The most important sections are the administrative that holds the record of proceedings, accounting, reports from the board, assistance committee and membership; the Jewish Hospital that tells about the project of construction of a hospital to attend Jewish members; refugees divided into the Committee For Refugees, Assistance to Refugees and protection to Jews and Second World War with its branches: Allied Work of War, Anti Nazi Propaganda and protection to Jews.
3) JEWISH CHAMBER OF INDUSTRY AND COMMERCE (1931-1957).
Since the very first years of Jewish immigration into Mexico, commerce and small industry were the occupations of most of the new arrivals. The environment for merchants was very auspicious because intermediaries between large industry and the consumer mass were few. This situation benefited many of the immigrants so they could devote themselves to sales on the installment plan and later on to get a small capital for a store or workshop.
From the outset, the community required an organization able to protect and assist Jewish merchants. Men of this type together with small newly arrived producers needed juridical protection, advice and representatives who could intervene before the government authorities.
Having its own Chamber of Commerce became a question of prestige for the community because other smaller groups had their own chamber by then.
The Chamber of Small Jewish Businesses was founded on June 27, 1929 not just to coordinate among themselves but for the need of having representative organs before Mexican society. The first problem it had to face was the regulation of the Federal District authorities that their stands had to be taken away during lunchtime.
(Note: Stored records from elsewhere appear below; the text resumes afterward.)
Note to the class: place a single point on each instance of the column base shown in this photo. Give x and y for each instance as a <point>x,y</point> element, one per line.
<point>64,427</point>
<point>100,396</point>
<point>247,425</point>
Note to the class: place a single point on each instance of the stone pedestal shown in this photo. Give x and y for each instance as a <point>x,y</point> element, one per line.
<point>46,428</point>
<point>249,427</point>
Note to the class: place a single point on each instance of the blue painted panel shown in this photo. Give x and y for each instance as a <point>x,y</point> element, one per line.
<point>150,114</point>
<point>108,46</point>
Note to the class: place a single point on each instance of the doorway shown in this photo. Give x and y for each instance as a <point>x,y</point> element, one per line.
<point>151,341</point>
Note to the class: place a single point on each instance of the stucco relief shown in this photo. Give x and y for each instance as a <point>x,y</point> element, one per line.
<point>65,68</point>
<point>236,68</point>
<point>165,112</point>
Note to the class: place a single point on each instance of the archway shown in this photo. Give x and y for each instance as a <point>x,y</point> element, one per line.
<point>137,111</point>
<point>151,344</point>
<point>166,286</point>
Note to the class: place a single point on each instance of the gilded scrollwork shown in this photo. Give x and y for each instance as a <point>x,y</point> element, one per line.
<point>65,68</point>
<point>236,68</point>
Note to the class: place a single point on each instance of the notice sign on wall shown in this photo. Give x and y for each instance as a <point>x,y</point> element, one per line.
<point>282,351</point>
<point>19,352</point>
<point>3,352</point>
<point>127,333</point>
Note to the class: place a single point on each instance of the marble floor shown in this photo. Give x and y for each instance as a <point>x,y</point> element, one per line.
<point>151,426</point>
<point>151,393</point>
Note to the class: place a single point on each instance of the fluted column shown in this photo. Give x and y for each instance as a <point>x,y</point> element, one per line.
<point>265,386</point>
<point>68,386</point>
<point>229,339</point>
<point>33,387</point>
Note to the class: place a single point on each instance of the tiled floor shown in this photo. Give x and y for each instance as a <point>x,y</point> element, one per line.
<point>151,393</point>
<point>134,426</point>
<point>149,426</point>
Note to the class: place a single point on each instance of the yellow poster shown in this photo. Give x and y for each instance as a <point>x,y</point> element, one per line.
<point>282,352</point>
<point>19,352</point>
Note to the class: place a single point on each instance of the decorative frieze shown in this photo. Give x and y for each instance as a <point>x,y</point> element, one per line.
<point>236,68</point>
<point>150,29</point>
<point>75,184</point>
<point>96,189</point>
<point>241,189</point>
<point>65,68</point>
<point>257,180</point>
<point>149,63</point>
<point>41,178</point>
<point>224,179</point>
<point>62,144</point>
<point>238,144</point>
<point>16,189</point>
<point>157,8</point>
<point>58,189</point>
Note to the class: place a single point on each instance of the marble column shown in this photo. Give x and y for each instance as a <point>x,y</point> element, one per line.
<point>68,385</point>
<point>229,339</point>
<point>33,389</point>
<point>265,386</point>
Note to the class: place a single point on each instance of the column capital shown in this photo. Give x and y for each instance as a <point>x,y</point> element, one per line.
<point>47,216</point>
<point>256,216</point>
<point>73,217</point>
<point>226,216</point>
However, that institution existed during only seven months. It dissolved on January 27, 1930.
In the protocols of the constitutive assembly of the Jewish Chamber of Industry and Commerce that took place in Tacuba 15, on March 24, 1931, it was stipulated that Mr. Barrou would be the president and Jacobo Landau the secretary.
The Chamber desired to have better relations with the Federal District and the state governments so that they could make a joint effort to strengthen and develop national industry and commerce.
Its creation had two main reasons: a) to be an instrument of defense of the interests of its members and b) to be united against anti-Semitic campaigns. The Jewish Chamber backed its members through advice, information about matters such as imports, exports, contract signatures, etc.
During its existence, the Chamber was devoted to:
1) Offering commercial, industrial and agricultural information both inside the country and abroad.
2) Obtaining the residence and legal entrance of members’ families and to hire juridical counsel.
3) Representing the community before the State.
4) Helping obtain licenses for small merchants, for peddlers and for manufacturers.